Не вернешься. Другой псалом

Алексей Рыстич
Ветер за окном кричит, волком воет в печной трубе. Тихо тикают часы. Трещит огонь в камине.

– Смотри, смотри, снежок старенький! – из прихожей, на ходу роняя обувь бежит Сережа. – Смотри, мам, снежок с палоцкой, старенький!
– Опять ты придумываешь, – ласково гладит его по голове Арина. – Фантазер.
«Фантазер», говорит она, и от ее мягкого, чарующего голоса, как будто светлее становится в доме.
– Ой, опять размок, – расстраивается Сережа, глядя на лужицу в ладошке. – Мама, я пойду еще поймаю!
– Пойдем лучше чай пить, – говорит Арина, расстегивая на Сереже капюшон.

Воет ветер в печной трубе. Тикают часы. Трещит огонь в камине.

Арина разливает чай по чашкам, а я смотрю на ее руки, тонкие, ловкие, с такими красивыми пальцами. Ее профиль в свете камина кажется волшебным, и все вокруг кажется будто рожденным взмахом палочки седого волшебника.

– Иди сюда, Сережа, – говорю я малышу, усаживаю его себе на колени. – Ну что ты так насупился?
– Я не хотю к тебе, ты плохой, – говорит мне Сережа и отворачивается обиженно.
– Чем же я тебе так не понравился?
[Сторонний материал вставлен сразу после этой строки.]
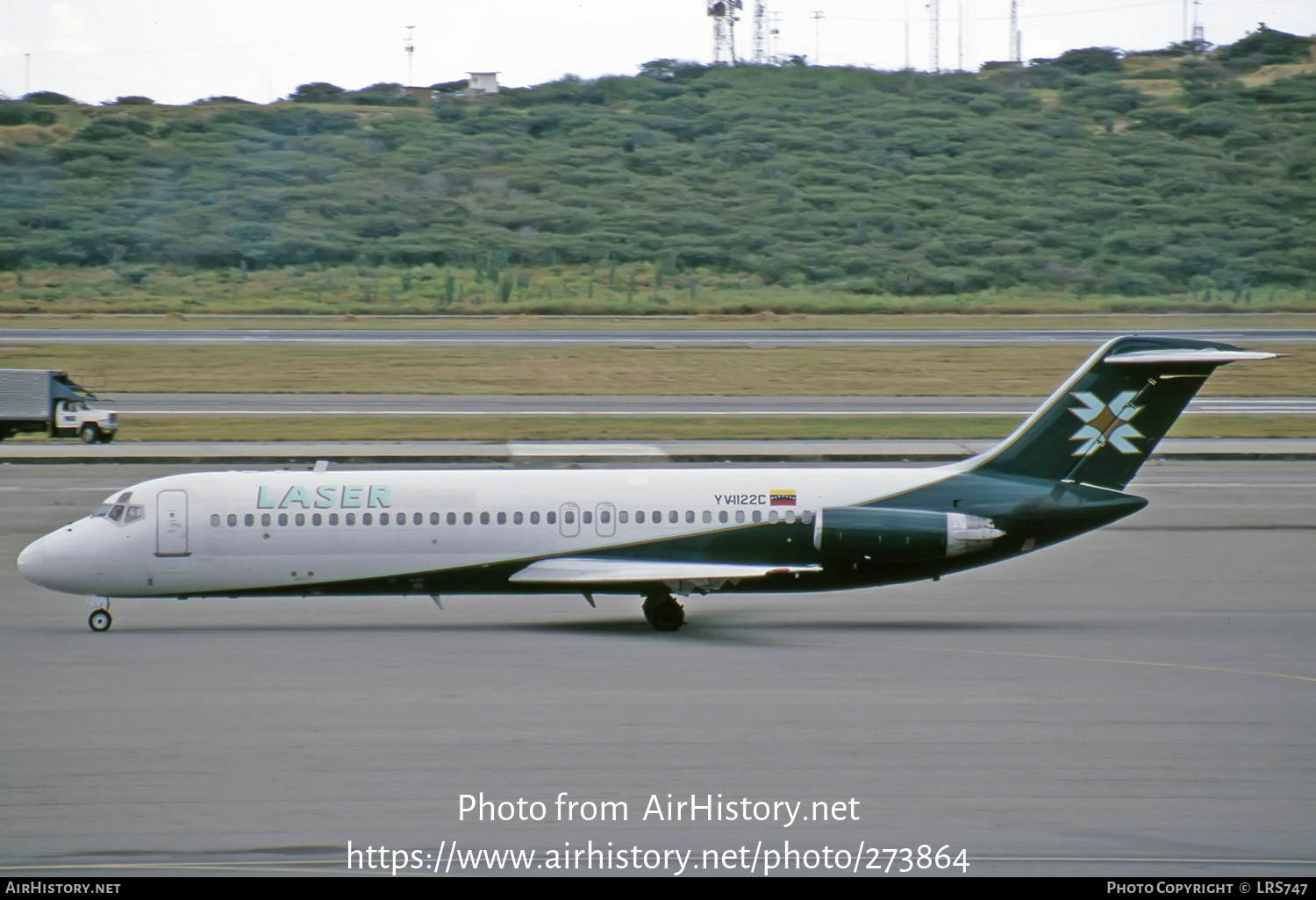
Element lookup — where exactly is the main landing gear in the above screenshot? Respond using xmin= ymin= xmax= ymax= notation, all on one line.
xmin=641 ymin=591 xmax=686 ymax=632
xmin=87 ymin=597 xmax=115 ymax=632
Я тебе конфеты привез, а ты обижаешься.
– Я не хотю твоих конфет. Ты плохой. Вот приедет папа, и убьет тебя.
– Сережа! – грозит пальцем малышу Арина.
– А если он убьет меня, то и конфет я тебе не привезу больше. Ты разве не хочешь конфет?
Сережа молчит. Арина смотрит на нас укоризненно.
– Хотю. Все равно папа приедет и прогонит тебя.
– Ну и ладно, - я улыбаюсь и угощаю Сережу конфетами. – Приедет и прогонит.

«Не приедет», завывет ветер в печной трубе. «Не приедет», тикают часы. «Не приедет», трещит огонь в камине.

И я тоже знаю, что не приедет папа. И Арина знает. Она ведь слышит, как воет ветер. Она слышит, как трещит огонь в камине. Уже долгих три года.

– Почему ж он меня прогонит? – спрашиваю я у Сережи.
– Потому сто ты маму обижаешь, – говорит малыш.
– Сережа! – говорит Арина с упреком, а я смеюсь и смотрю на Сережу. У него мамины глаза.
– Обижаешь, еще как, – говорит Сережа. – Вот вы думаете, я не вижу ницего, а я все вижу! Я вижу, мама грустная, когда на тебя смотрит. Она плакать хоцет. Значит ты ее обижаешь.
– Извини, пожалуйста, – говорит мне Арина. – Он иногда бывает невыносим.
– Ничего, – улыбаюсь я ей и беру Сережу на руки. Он совсем легкий.
– А вот папа приедет и привезет маме платье! – убеждает меня Сережа, уплетая конфеты. – Самое-самое красивое платье привезет! А мне он привезет настоящую всамделишную саблю! А тебе ничего не привезет, он приедет и прогонит тебя!
– Хорошо, пусть приезжает, а мы угостим его конфетами, – смеюсь я.

«Не приедет», утомился ветер в печной трубе. «Не приедет», тикают часы. «Не приедет», стихает пламя в камине.

Мы лежим у камина, глядим, как тлеют угли. Она кладет мне голову на плечо, а Сережа сопит, уснув у меня на руках. Время замерло, и даже часы стыдливо притихли, отступив перед величием долгой зимней ночи.

– И ты не уезжай, – говорит мне Арина. – Хватит. Не бросай меня одну.
– Милая, я совсем ненадолго. Скоро кончится метель, и я вернусь.
– Не вернешься. Я чувствую, что не вернешься. Оттуда не возвращаются.
Она прижимается ко мне, и я чувствую, как она дрожит.
– Вернусь, милая. Я вернусь обязательно. Я привезу Сереже сереже настоящую всамделишную саблю, а тебе привезу самое-самое красивое платье на свете. И мы будем пить чай с конфетами.

Мы сидим у камина, смотрим, как тлеют угли. Я вернусь, обязательно вернусь.

«Не вернешься», шепчет шорох в трубе. «Не вернешься», тикают часы. «Не вернешься», шелестят угли в камине.